23 October 2013

Brain decoding - how far can it go?

Kerri Smith has a good overview of the topic in "Brain decoding: Reading minds" at Nature.  The range of investigation goes from identifying the content of dreams to verifying whether someone is lying, to trying to understand the full process of how the brain can encode information.  But the starting point is fairly modest - trying to identify what object someone is looking at based on patterns in the visual area of the brain.  There's a good reason to start there:
Applying their techniques beyond the encoding of pictures and movies will require a vast leap in complexity. "I don't do vision because it's the most interesting part of the brain," says Gallant. "I do it because it's the easiest part of the brain.
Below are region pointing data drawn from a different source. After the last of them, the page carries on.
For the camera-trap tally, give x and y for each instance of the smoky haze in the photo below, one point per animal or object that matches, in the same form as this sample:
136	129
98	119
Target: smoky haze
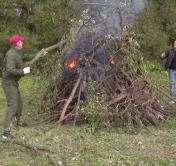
115	14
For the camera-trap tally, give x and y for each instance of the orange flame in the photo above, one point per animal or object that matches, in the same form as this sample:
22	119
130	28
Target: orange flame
71	64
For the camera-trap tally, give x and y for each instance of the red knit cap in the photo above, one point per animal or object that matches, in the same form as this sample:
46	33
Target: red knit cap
14	39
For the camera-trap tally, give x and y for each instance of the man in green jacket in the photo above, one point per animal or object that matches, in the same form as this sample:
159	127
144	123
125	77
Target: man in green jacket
12	72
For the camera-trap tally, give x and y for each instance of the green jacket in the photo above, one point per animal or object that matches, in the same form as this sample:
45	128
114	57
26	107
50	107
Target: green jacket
13	64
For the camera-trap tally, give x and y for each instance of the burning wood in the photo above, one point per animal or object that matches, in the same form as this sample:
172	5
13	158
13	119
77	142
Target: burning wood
122	89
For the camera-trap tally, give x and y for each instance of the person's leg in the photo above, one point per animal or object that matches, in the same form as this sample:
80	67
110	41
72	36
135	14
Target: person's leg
174	79
19	109
11	93
172	82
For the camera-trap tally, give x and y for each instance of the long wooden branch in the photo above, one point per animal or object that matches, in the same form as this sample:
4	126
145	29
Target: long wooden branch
27	146
70	97
44	51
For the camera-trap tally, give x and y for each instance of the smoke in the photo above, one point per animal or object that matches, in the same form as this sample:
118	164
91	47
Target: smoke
109	16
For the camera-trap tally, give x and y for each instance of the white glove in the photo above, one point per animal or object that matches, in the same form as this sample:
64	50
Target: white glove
27	70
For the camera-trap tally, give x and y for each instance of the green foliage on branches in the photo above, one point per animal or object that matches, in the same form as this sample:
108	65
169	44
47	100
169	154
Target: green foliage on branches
157	26
42	22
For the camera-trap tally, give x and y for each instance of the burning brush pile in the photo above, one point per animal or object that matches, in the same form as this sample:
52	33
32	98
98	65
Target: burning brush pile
105	85
103	82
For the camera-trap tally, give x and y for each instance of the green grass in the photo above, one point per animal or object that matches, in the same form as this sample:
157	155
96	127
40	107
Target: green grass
154	146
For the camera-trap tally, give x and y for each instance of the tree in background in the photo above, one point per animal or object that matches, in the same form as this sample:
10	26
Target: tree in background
157	26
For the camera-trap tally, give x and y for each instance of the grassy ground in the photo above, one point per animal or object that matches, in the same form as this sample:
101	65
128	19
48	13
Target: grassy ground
154	146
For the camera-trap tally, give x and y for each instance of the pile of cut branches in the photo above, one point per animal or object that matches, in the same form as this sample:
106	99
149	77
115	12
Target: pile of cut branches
123	95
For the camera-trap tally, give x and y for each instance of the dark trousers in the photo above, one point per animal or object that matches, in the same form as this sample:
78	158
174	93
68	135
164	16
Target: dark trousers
14	102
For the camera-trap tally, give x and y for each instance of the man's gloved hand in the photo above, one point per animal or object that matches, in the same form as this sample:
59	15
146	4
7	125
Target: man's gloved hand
27	70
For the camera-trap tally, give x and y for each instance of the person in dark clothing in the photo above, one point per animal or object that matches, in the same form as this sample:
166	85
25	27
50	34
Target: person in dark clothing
170	56
12	72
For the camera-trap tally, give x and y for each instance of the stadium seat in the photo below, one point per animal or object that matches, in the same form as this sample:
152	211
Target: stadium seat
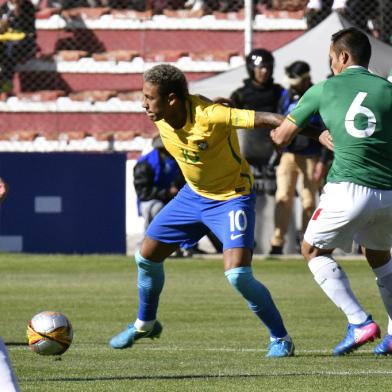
131	96
93	95
70	55
86	12
116	55
41	96
131	14
165	55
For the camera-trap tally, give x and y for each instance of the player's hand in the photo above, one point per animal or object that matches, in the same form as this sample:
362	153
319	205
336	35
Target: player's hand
3	26
224	101
3	190
320	170
325	139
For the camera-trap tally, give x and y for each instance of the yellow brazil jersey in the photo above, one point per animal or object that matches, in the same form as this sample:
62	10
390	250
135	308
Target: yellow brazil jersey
207	149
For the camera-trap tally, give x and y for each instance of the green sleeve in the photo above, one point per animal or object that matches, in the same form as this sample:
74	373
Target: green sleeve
308	106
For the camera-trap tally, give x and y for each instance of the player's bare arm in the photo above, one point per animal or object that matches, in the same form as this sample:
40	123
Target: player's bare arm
284	133
267	120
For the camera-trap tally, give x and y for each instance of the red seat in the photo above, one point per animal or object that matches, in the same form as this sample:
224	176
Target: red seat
46	13
93	95
71	55
131	96
86	12
41	96
213	55
164	55
132	14
116	55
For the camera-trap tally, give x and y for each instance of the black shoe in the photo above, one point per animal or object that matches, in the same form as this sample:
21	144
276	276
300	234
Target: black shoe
276	250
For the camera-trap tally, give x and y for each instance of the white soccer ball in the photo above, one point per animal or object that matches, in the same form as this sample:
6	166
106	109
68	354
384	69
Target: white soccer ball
49	333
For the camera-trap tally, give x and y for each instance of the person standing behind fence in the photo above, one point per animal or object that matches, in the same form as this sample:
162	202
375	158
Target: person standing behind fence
157	179
17	38
356	204
298	160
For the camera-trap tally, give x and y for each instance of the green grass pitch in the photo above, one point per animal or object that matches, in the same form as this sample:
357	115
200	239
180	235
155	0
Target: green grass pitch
210	341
It's the part of the brain I have a hope of solving before I'm dead." But in theory, he says, "you can do basically anything with this."
But of course theory and practice are two different things, and there may be practical limits:
Devising a decoding model that can generalize across brains, and even for the same brain across time, is a complex problem. Decoders are generally built on individual brains, unless they're computing something relatively simple such as a binary choice — whether someone was looking at picture A or B. But several groups are now working on building one-size-fits-all models. "Everyone's brain is a little bit different," says Haxby, who is leading one such effort. At the moment, he says, "you just can't line up these patterns of activity well enough."
Using this kind of research to detect 'secret' product preferences seems pretty misguided to me.  But that doesn't stop some from trying!

01 October 2013

Decide what you think - it matters!

Tom Stafford at mindhacks.com writes on free will studies that indicate some interesting side effects of reading about a deterministic model.  Here's the bottom line:
This is a young research area. We still need to check that individual results hold up, but taken all together these studies show that our belief in free will isn’t just a philosophical abstraction. We are less likely to behave ethically and kindly if our belief in free will is diminished.
Personally I do think that regardless of the exact underlying physical mechanisms, one's choices help set the pattern for future behaviors, so best to act carefully and with fore-thought!